Image created by Cole Hume
A group of Cathedral Catholic High School students will bypass the brilliant admissions process and instead either attend community college for four years or no college at all, and they have justifiably been criticized and mocked by peers.
This segment of regressive thinkers, who actually believe college is either too expensive or not for them, do not recognize the motivating nature of student loans, the maturing which takes place on college campuses, and the advantages of general mandated courses.
College is expensive because learning should always come at a cost. Some teens are not practical enough to understand the magnificence of student loans.
After graduating with the intent of finding a livelihood, one must shoulder the weight of knowledge. Loans that acquire interest as one continues to benefit off their education is that necessary weight. This system is incredibly poetic. Additionally, students do not account for the push which student loans provide. After one receives their education, one may be tempted to slow down and ease into the workforce, but with student loans, easing is not an option.
In fact, many people work for decades to pay off their loans. Clearly, the loans are supplying necessary motivation. In this way, colleges are mandating your success, proving loans as a catalyst to success.
Unlike virtually all debts, declaring bankruptcy is not an option when it comes to student loans. Community college applicants believe they can learn for a cheap and fair price, but those students do not account for the lack of motivation they will have during the semester, knowing they only paid as low as $200 per course.
However, community college graduates and people entering the workforce directly out of high school miss the maturation processes occurring at universities. From perfect social groups in the form of fraternities and sororities where students learn the importance of community and oftentimes service to learning how to cope with homesickness when miles away from family, universities provide unique ways to mature.
Many students learn about self-care as they learn to handle their alcohol and use protection, oftentimes after their mishaps. Through common hazing incidents, rampant sexual misconduct, and STD outbreaks, college campuses allow kids to brilliantly learn from mistakes.
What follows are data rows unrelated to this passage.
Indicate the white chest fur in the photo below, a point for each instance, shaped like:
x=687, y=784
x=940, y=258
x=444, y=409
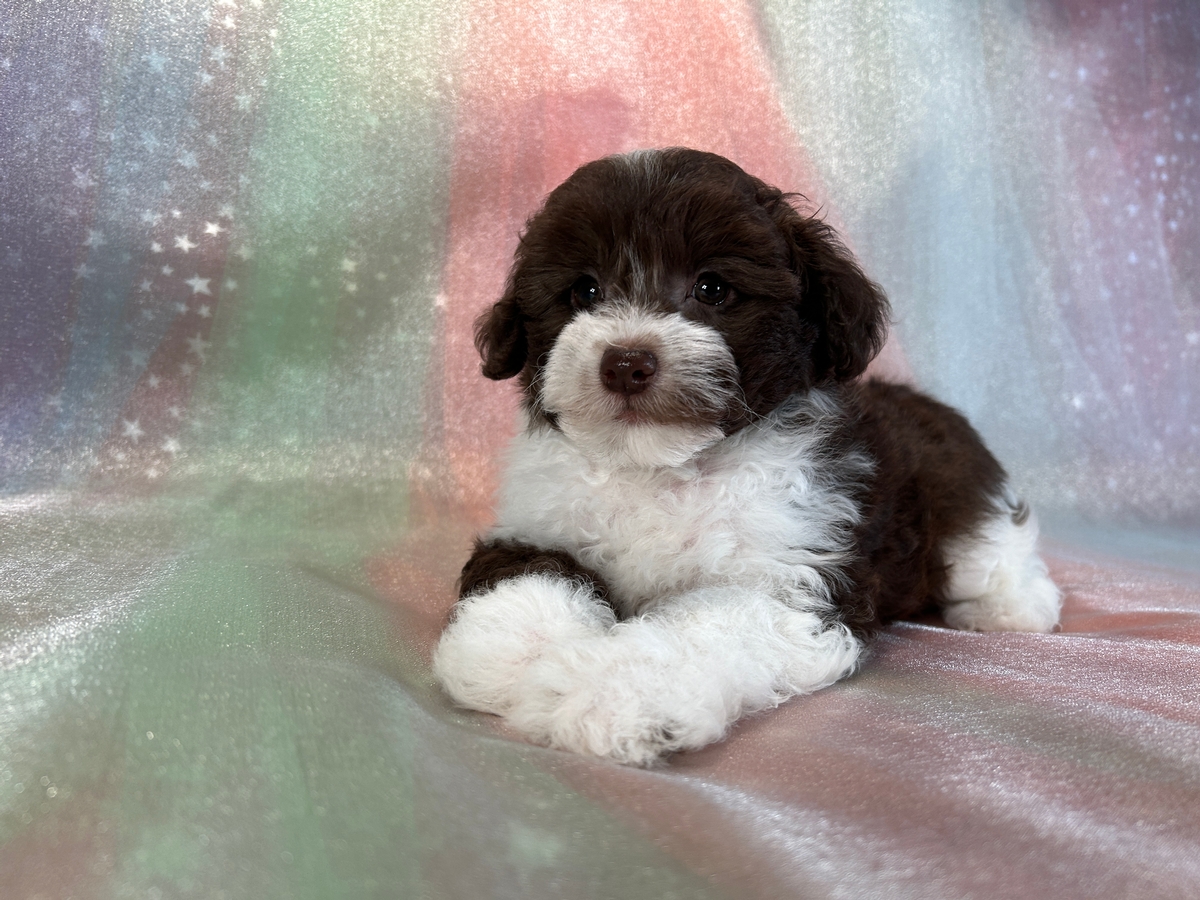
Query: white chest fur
x=766, y=508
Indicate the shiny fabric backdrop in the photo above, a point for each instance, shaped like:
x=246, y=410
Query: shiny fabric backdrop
x=244, y=442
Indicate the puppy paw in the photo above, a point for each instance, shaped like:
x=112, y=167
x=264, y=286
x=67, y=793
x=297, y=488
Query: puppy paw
x=631, y=695
x=495, y=636
x=574, y=701
x=1030, y=604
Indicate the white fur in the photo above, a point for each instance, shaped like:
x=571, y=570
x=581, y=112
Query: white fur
x=696, y=376
x=721, y=555
x=997, y=582
x=724, y=564
x=676, y=678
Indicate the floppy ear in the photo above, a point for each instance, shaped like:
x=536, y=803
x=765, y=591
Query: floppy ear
x=850, y=310
x=501, y=339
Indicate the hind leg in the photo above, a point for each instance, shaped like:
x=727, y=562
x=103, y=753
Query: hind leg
x=995, y=579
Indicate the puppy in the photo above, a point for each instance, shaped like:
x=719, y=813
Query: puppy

People who choose to bypass college entirely miss out on the general courses colleges mandate for a bachelor’s degree. Those prideful diploma holders probably believe 12 years of educational foundation is enough, as they devalue year 13 and 14.
Universities don’t stupidly pay attention to efficiency as many universities require kids to learn languages or maths their careers will not need. Learning is all that matters.
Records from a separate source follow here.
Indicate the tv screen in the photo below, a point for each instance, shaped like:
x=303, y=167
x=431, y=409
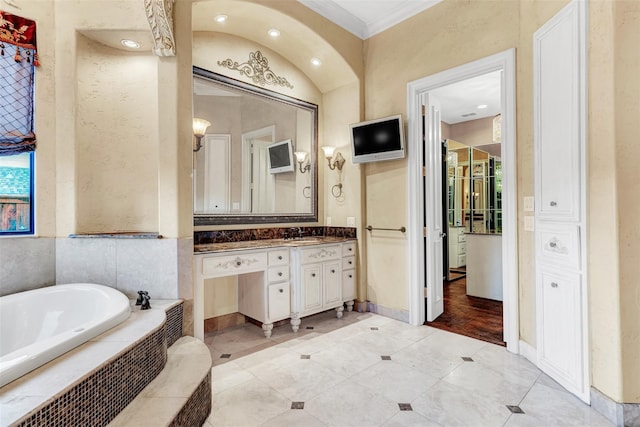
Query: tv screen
x=375, y=140
x=281, y=157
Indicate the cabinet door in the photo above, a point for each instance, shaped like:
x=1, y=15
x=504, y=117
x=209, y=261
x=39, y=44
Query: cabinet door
x=560, y=340
x=279, y=304
x=332, y=283
x=311, y=287
x=348, y=285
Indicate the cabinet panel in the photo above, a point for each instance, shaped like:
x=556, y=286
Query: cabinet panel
x=311, y=287
x=278, y=274
x=560, y=310
x=348, y=285
x=279, y=297
x=332, y=287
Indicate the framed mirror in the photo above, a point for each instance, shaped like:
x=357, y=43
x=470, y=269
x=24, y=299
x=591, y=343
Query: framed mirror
x=245, y=171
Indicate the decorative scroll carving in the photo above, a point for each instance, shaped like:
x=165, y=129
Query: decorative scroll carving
x=257, y=69
x=555, y=245
x=323, y=253
x=160, y=17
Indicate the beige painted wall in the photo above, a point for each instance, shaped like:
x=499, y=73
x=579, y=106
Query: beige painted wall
x=456, y=32
x=117, y=122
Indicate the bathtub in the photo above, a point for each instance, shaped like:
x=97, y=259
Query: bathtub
x=40, y=325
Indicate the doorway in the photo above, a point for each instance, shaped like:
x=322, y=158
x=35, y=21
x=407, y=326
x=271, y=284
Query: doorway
x=427, y=204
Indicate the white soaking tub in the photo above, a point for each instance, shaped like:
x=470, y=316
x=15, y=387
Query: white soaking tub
x=39, y=325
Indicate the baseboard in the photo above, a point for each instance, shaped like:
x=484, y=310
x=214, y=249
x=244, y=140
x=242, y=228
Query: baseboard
x=401, y=315
x=528, y=352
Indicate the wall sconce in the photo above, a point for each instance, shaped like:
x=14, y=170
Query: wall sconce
x=199, y=128
x=301, y=157
x=336, y=190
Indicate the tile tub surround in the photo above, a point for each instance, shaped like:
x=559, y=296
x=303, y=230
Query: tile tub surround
x=103, y=374
x=224, y=236
x=423, y=381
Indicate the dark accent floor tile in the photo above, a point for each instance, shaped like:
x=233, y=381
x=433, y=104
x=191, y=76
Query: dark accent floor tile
x=474, y=317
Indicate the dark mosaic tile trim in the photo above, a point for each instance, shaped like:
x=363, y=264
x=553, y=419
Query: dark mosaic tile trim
x=174, y=324
x=226, y=236
x=197, y=408
x=97, y=399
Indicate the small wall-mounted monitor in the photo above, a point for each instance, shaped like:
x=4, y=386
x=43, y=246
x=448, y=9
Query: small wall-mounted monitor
x=281, y=157
x=375, y=140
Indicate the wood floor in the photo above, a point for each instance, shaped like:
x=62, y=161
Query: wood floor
x=471, y=316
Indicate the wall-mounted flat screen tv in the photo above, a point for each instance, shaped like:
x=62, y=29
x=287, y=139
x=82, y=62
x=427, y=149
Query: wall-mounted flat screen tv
x=281, y=157
x=375, y=140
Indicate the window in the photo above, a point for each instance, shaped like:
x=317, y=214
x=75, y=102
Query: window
x=16, y=194
x=18, y=59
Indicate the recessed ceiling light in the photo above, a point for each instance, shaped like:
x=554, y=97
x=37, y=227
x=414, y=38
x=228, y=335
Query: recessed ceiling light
x=132, y=44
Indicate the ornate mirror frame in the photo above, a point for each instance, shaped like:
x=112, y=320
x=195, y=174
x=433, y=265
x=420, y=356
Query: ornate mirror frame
x=240, y=218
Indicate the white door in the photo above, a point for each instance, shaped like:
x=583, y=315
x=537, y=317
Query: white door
x=216, y=173
x=433, y=210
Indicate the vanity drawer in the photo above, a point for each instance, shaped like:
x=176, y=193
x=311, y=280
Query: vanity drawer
x=233, y=264
x=462, y=248
x=349, y=249
x=278, y=273
x=279, y=257
x=319, y=254
x=348, y=263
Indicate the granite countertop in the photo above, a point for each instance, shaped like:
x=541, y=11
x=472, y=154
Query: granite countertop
x=267, y=243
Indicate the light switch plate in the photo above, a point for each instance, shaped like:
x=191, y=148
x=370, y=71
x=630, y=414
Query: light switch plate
x=528, y=223
x=528, y=204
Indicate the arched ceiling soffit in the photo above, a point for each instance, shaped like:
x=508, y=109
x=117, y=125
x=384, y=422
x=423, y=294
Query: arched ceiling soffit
x=297, y=43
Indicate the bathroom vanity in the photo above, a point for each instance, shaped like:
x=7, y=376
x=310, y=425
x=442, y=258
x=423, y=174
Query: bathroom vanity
x=279, y=279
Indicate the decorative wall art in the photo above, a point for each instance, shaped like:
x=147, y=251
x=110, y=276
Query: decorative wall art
x=257, y=69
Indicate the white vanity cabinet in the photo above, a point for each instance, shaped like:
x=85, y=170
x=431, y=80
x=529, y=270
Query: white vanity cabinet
x=317, y=281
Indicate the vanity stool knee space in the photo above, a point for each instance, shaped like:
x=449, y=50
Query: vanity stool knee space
x=280, y=279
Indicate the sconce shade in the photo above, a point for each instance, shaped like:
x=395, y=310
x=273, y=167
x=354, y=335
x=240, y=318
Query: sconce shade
x=301, y=156
x=200, y=126
x=328, y=151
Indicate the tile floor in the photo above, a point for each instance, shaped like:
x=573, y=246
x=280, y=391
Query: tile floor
x=369, y=370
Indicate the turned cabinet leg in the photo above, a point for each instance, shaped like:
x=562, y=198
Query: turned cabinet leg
x=266, y=328
x=295, y=322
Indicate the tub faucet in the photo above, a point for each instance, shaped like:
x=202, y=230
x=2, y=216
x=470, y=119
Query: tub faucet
x=143, y=300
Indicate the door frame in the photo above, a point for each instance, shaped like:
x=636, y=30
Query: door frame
x=504, y=61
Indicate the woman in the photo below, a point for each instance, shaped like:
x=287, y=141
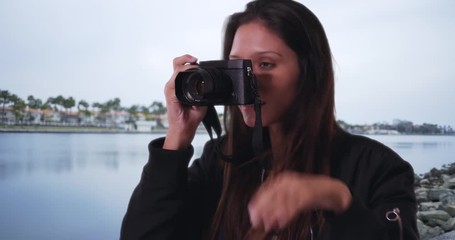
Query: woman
x=323, y=183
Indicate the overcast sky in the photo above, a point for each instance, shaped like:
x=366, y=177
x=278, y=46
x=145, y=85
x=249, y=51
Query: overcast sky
x=395, y=59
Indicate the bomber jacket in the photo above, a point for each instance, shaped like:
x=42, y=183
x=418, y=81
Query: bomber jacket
x=174, y=201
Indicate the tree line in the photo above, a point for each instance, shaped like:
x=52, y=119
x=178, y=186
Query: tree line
x=22, y=109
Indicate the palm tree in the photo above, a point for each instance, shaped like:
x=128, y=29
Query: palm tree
x=5, y=98
x=18, y=107
x=33, y=104
x=85, y=111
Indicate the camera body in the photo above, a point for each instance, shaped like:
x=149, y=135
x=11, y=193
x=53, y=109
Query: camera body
x=218, y=82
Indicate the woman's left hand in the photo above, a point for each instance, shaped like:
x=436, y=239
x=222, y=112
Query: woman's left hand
x=284, y=196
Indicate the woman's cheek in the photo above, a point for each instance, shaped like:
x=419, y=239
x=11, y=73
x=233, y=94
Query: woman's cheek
x=249, y=115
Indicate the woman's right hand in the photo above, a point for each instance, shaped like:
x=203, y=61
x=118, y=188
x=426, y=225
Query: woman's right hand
x=183, y=120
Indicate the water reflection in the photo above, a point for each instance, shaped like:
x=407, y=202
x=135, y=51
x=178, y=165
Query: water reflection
x=25, y=154
x=30, y=153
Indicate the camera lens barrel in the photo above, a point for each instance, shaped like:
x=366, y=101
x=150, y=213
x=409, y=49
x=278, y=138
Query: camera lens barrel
x=224, y=82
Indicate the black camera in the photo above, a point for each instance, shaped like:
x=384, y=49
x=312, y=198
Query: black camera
x=220, y=82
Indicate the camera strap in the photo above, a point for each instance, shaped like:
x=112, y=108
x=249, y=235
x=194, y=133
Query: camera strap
x=210, y=121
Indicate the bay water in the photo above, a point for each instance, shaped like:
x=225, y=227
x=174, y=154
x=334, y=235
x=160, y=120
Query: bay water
x=77, y=186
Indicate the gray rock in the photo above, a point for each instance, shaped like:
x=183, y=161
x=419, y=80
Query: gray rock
x=445, y=236
x=434, y=194
x=449, y=182
x=427, y=206
x=433, y=214
x=427, y=232
x=421, y=195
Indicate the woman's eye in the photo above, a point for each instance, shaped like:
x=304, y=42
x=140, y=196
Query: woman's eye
x=266, y=65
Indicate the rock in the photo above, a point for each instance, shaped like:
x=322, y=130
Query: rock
x=427, y=206
x=434, y=194
x=427, y=232
x=421, y=195
x=433, y=214
x=445, y=236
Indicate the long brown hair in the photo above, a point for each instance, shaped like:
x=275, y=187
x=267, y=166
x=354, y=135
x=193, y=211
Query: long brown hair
x=308, y=125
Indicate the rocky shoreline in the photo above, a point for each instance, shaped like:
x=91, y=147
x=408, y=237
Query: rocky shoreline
x=435, y=193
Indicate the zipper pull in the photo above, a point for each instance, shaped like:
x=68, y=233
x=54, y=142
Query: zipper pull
x=394, y=216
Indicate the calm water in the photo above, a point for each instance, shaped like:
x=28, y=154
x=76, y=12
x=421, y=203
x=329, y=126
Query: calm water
x=77, y=186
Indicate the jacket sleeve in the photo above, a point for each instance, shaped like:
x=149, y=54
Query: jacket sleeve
x=380, y=182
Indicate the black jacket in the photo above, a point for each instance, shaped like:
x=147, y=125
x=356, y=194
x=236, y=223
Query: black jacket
x=173, y=201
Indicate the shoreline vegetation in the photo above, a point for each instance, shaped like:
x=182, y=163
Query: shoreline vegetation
x=28, y=128
x=65, y=114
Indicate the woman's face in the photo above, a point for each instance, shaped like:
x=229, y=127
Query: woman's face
x=275, y=66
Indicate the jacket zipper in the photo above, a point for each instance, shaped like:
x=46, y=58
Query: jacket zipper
x=394, y=216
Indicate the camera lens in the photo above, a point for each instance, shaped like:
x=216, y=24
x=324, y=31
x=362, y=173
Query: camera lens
x=207, y=84
x=200, y=87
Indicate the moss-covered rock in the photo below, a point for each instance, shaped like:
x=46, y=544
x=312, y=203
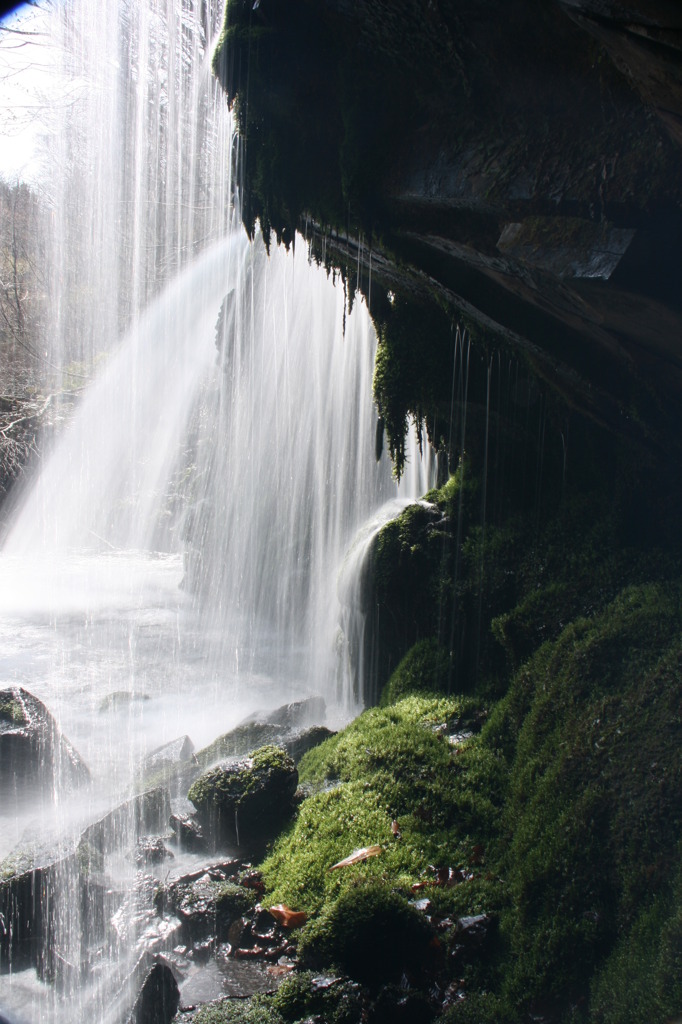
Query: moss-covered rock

Additionally, taking courses involving none of one’s passions is an awesome test of one’s willpower. Those who simply work on what they are passionate about are just too idealistic.
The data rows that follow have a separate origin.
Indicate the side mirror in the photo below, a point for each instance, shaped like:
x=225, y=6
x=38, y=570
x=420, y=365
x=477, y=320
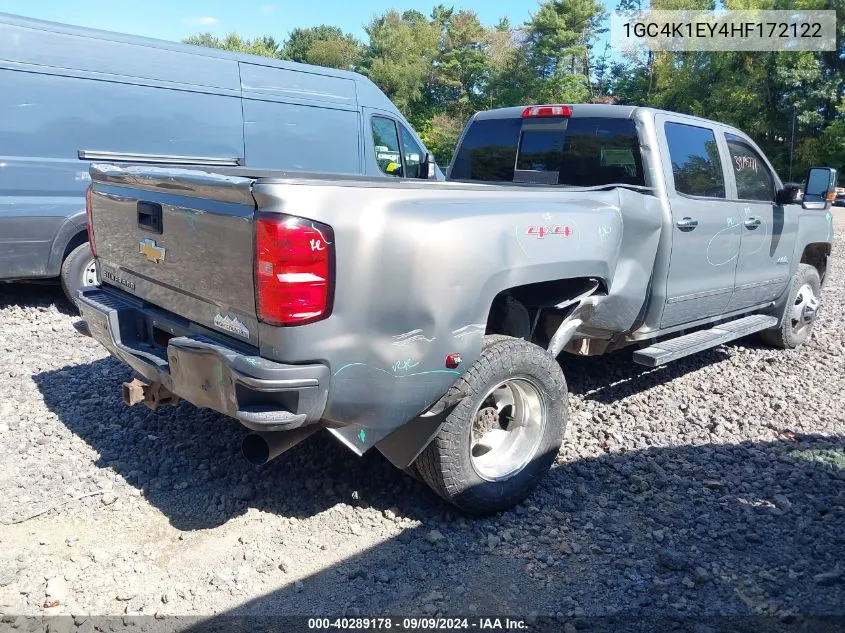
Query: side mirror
x=790, y=194
x=427, y=167
x=820, y=189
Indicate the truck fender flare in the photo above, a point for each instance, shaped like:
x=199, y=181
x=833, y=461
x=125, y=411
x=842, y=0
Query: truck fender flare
x=566, y=330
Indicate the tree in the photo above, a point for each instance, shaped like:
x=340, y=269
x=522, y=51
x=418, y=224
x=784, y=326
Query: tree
x=400, y=57
x=560, y=37
x=323, y=46
x=265, y=45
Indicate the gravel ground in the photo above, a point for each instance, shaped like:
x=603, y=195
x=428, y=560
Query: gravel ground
x=715, y=485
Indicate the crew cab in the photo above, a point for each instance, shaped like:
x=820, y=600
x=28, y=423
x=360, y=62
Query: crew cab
x=425, y=319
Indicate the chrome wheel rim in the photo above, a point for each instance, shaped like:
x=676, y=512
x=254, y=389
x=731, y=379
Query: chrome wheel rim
x=507, y=429
x=89, y=274
x=804, y=309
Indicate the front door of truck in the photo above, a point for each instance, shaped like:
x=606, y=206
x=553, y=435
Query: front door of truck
x=768, y=232
x=706, y=225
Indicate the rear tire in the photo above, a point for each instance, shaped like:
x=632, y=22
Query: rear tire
x=78, y=271
x=799, y=311
x=502, y=438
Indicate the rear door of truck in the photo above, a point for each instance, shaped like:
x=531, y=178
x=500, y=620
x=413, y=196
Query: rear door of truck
x=181, y=240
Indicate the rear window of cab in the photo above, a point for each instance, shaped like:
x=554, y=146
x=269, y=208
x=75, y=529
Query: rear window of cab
x=580, y=152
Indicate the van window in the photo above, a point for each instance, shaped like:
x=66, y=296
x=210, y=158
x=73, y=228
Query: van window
x=579, y=152
x=386, y=142
x=414, y=154
x=696, y=168
x=754, y=181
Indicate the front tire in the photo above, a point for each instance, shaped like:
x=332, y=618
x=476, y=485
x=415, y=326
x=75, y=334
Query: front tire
x=502, y=438
x=799, y=311
x=78, y=271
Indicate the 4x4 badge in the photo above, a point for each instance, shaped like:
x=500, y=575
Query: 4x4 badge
x=152, y=251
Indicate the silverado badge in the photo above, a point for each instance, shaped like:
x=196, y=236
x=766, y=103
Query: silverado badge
x=153, y=252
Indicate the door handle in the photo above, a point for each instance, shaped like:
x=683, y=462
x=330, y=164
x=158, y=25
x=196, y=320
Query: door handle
x=149, y=216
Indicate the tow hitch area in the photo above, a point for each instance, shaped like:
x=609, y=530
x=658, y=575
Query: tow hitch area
x=152, y=395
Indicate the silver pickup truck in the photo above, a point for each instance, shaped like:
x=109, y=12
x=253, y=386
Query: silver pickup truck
x=425, y=319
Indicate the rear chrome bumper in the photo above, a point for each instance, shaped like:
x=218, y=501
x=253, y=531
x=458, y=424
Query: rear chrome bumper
x=204, y=367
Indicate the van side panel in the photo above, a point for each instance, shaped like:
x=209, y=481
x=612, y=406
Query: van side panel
x=302, y=138
x=291, y=86
x=92, y=54
x=46, y=118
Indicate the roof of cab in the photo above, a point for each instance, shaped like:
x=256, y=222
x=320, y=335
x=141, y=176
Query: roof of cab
x=602, y=110
x=368, y=93
x=578, y=109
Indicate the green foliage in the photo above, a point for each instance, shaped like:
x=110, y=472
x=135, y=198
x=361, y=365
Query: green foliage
x=265, y=46
x=323, y=46
x=442, y=67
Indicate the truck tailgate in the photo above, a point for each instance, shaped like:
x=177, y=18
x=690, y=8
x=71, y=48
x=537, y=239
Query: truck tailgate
x=180, y=239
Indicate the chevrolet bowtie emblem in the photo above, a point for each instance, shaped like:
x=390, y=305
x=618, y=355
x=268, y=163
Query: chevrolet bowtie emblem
x=151, y=251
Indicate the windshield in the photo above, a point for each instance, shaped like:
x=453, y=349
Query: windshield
x=580, y=152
Sure, students may have taken 12 years of foundational courses before university, but year 13 and 14 will truly pay dividends. Even those Advanced Placement courses taken in high school where one did not achieve a five on the AP exam should be retaken because in those 100 student lecture hall classes at universities, one may finally understand the material.
The population of kids opting for community college or no college at all do not understand the wisdom: spend money to make money. Sure, the education is very similar at community college and those entering careers uncorrelated with university majors may not directly benefit from big universities, but they must respect the wisdom.
Those two sectors of kids also will not mature gracefully like their university-attending counterparts, and they will not gain the advantage of learning that material they learned for 12 years one more time like their determined, pragmatic, respectable, wise, aspirational, intellectually-curious, industrious, and exceptional university-attending peers.
This article is strictly satire and expresses the viewpoint of its writer Cole Hume. The purpose of the story is to convey the absurdity of considering college as the only possible route to success. Too often kids are shunned for coming to the pragmatic conclusion that college is not specifically for them.